Plaintiffs are having trouble taking down the NSA in court for a simple reason: they can’t prove that the spy agency’s wide-reaching surveillance programs actually targeted them. Judges in several courts — including the Supreme Court — have repeatedly ruled that it is not enough to assume that these programs were highly likely to have caught a certain organization’s data in its dragnet.
The latest case to fall victim to this line of reasoning is a case brought forward by the ACLU, Wikimedia, The Nation, Amnesty International, and a few other organizations. In a court’s ruling, US District Judge TS Ellis III writes that the “plaintiffs’ argument is unpersuasive, as the statistical analysis on which the argument rests is incomplete and riddled with assumptions.” He continues on to note that, without the proper context, it’s unclear whether or not Wikipedia is large enough to have come under the NSA’s policies — despite the fact that it’s one of the largest sites on the internet.
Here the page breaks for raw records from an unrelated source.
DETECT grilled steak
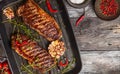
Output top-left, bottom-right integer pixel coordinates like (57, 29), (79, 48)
(17, 0), (62, 41)
(11, 34), (56, 73)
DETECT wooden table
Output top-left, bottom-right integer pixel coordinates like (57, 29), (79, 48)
(64, 0), (120, 74)
(0, 0), (120, 74)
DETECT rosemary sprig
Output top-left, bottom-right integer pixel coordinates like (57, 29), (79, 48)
(20, 57), (57, 74)
(61, 58), (76, 74)
(2, 19), (41, 42)
(21, 64), (33, 74)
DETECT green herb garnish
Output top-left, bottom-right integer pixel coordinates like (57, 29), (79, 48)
(61, 58), (76, 74)
(21, 64), (33, 74)
(2, 19), (41, 42)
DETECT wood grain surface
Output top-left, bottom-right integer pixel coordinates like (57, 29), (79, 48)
(0, 0), (120, 74)
(64, 0), (120, 74)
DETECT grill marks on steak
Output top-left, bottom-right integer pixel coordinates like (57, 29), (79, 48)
(11, 34), (56, 73)
(17, 0), (62, 41)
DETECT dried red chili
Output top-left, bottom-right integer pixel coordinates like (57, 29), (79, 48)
(75, 14), (85, 27)
(15, 41), (21, 46)
(59, 58), (69, 67)
(16, 40), (28, 47)
(21, 41), (28, 46)
(3, 61), (9, 71)
(0, 63), (3, 69)
(100, 0), (118, 16)
(46, 0), (58, 13)
(0, 61), (12, 74)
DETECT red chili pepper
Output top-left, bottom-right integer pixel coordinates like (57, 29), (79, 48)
(3, 62), (8, 68)
(15, 41), (21, 46)
(100, 0), (118, 16)
(0, 62), (3, 69)
(21, 41), (28, 46)
(75, 14), (85, 27)
(110, 0), (114, 5)
(59, 58), (68, 67)
(0, 61), (11, 74)
(46, 0), (58, 13)
(16, 40), (28, 47)
(3, 61), (9, 71)
(4, 69), (11, 74)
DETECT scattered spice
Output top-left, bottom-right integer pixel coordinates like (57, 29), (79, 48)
(100, 0), (118, 16)
(46, 0), (58, 13)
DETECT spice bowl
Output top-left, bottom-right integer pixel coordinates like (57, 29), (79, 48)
(94, 0), (120, 20)
(67, 0), (91, 8)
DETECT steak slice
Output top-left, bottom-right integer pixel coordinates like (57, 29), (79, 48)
(11, 34), (56, 73)
(17, 0), (62, 41)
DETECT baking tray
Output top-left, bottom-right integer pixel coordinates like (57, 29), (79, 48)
(0, 18), (20, 74)
(0, 0), (82, 74)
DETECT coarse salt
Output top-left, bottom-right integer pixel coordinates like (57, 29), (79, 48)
(70, 0), (85, 4)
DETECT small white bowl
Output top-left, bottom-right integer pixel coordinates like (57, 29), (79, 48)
(67, 0), (91, 8)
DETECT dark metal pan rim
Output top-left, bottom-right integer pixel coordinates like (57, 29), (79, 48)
(0, 0), (82, 74)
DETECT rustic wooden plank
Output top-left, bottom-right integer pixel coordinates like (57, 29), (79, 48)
(79, 51), (120, 74)
(65, 0), (120, 51)
(63, 0), (120, 74)
(64, 0), (97, 18)
(70, 17), (120, 51)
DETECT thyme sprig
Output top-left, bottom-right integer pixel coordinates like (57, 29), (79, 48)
(3, 19), (41, 42)
(20, 57), (57, 74)
(21, 64), (33, 74)
(61, 58), (76, 74)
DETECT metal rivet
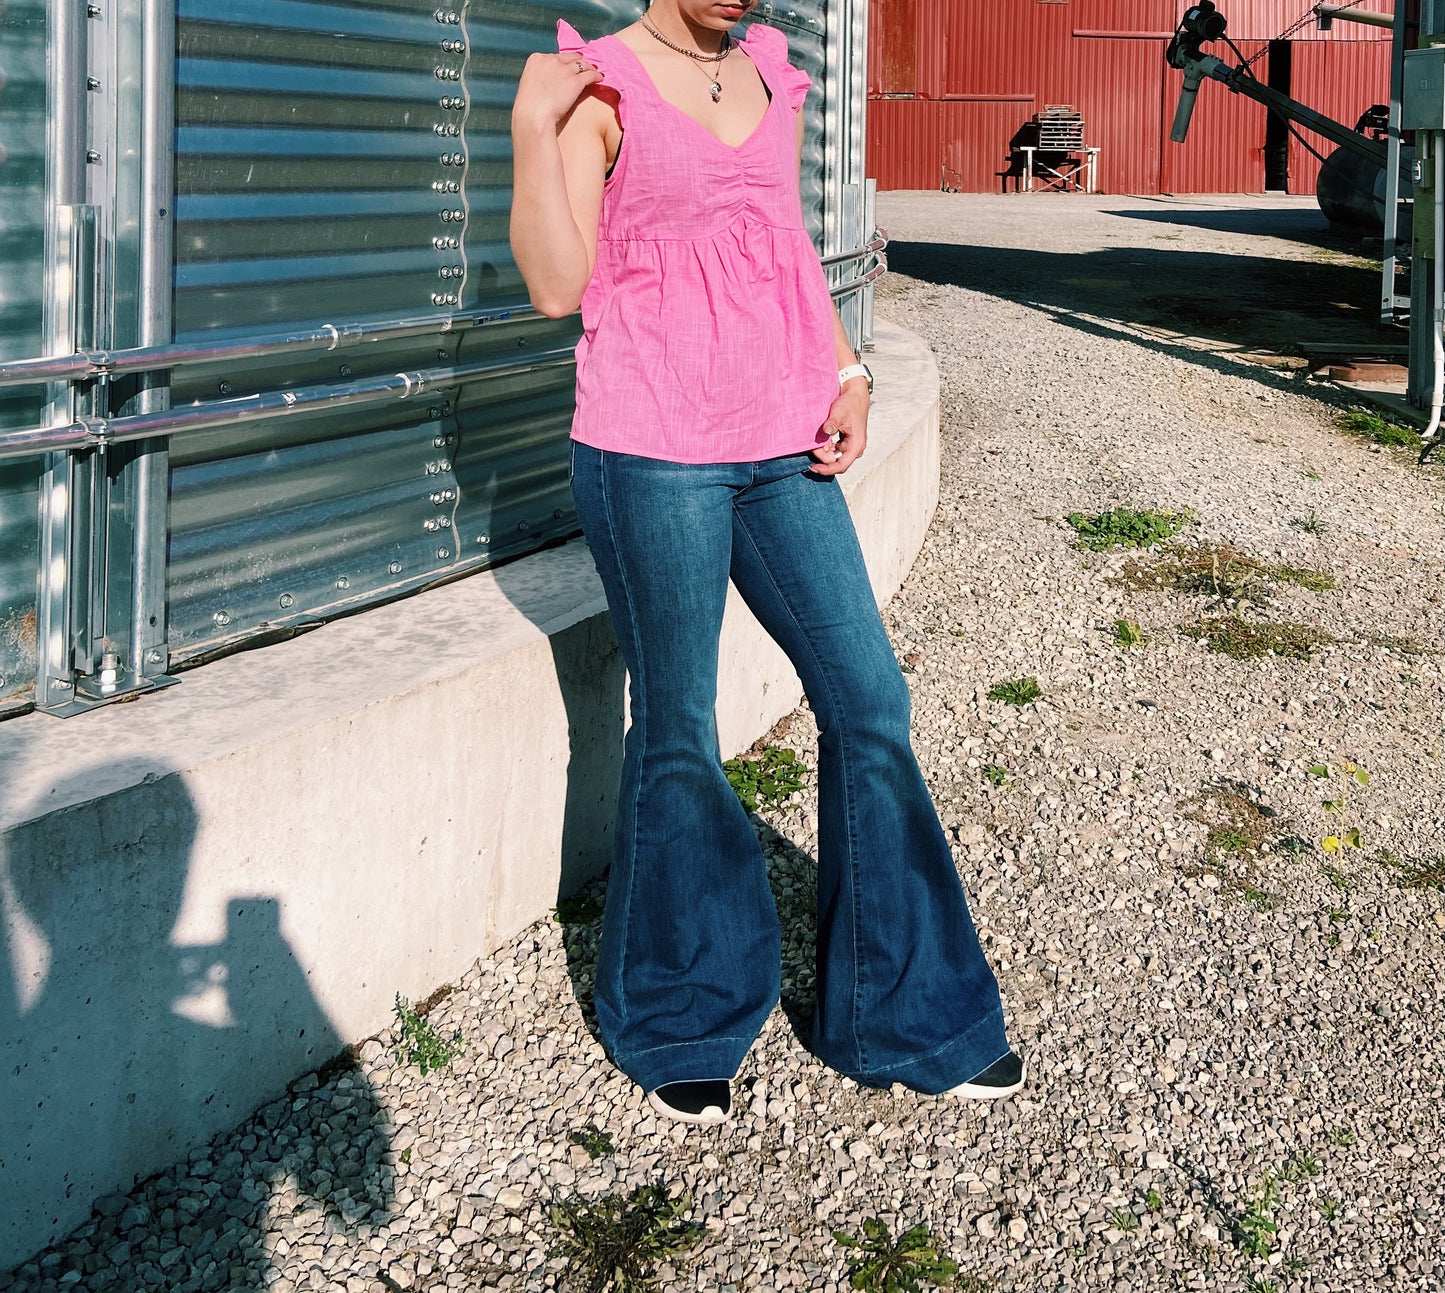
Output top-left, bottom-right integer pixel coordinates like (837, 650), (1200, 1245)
(441, 402), (452, 414)
(389, 560), (403, 575)
(437, 516), (451, 528)
(518, 520), (529, 531)
(146, 649), (164, 665)
(428, 406), (441, 419)
(478, 532), (490, 544)
(433, 435), (447, 448)
(424, 519), (438, 532)
(336, 576), (350, 590)
(554, 508), (565, 519)
(87, 4), (101, 14)
(87, 77), (101, 90)
(339, 363), (352, 377)
(218, 380), (232, 395)
(436, 349), (449, 361)
(438, 459), (451, 471)
(279, 593), (294, 608)
(516, 337), (528, 347)
(85, 149), (101, 163)
(437, 548), (451, 559)
(213, 610), (231, 627)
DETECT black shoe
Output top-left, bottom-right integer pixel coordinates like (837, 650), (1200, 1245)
(645, 1080), (732, 1126)
(944, 1051), (1026, 1099)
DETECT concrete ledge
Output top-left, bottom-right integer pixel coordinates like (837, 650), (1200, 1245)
(0, 319), (939, 1266)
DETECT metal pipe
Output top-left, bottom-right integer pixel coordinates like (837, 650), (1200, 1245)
(829, 260), (888, 299)
(0, 306), (544, 388)
(820, 233), (887, 268)
(1422, 129), (1444, 445)
(0, 348), (578, 461)
(1315, 4), (1396, 29)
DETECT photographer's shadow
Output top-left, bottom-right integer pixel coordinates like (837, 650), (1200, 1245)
(1, 767), (392, 1277)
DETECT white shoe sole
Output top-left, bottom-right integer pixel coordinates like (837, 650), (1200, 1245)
(944, 1059), (1027, 1100)
(646, 1088), (731, 1127)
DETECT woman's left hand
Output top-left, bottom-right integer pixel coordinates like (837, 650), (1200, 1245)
(808, 381), (869, 476)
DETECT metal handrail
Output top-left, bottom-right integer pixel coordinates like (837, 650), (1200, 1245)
(0, 305), (544, 389)
(821, 231), (887, 269)
(0, 346), (576, 462)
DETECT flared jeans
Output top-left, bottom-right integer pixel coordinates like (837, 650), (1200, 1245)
(569, 441), (1010, 1095)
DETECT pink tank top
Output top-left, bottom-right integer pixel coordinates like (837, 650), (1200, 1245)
(556, 20), (840, 464)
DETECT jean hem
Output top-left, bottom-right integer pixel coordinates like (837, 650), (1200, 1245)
(609, 1035), (758, 1092)
(815, 1005), (1011, 1096)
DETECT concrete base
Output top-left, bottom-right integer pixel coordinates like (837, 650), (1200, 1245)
(0, 319), (939, 1267)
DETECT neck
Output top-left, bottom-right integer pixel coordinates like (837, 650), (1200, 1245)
(645, 3), (731, 55)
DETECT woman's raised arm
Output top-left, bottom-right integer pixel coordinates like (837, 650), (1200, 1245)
(509, 54), (612, 318)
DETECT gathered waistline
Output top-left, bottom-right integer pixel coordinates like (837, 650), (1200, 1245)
(597, 222), (812, 245)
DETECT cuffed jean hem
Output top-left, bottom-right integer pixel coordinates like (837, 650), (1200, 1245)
(608, 1034), (760, 1094)
(815, 1005), (1011, 1096)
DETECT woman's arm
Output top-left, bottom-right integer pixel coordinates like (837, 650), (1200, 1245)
(510, 54), (612, 318)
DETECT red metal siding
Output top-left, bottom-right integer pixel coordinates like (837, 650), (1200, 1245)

The judge ultimately decided that the case rested on “the subjective fear of surveillance,” noting that the plaintiffs “have not alleged facts that plausibly establish that the NSA is using Upstream surveillance to copy all or substantially all communications passing through those chokepoints.” He added, “In this regard, plaintiffs can only speculate.” Since the 2013 Supreme Court case Clapper v. Amnesty International sided with the NSA on just those same grounds in a 5–4 decision, the US District Court also decided to follow that precedent and dismissed the case.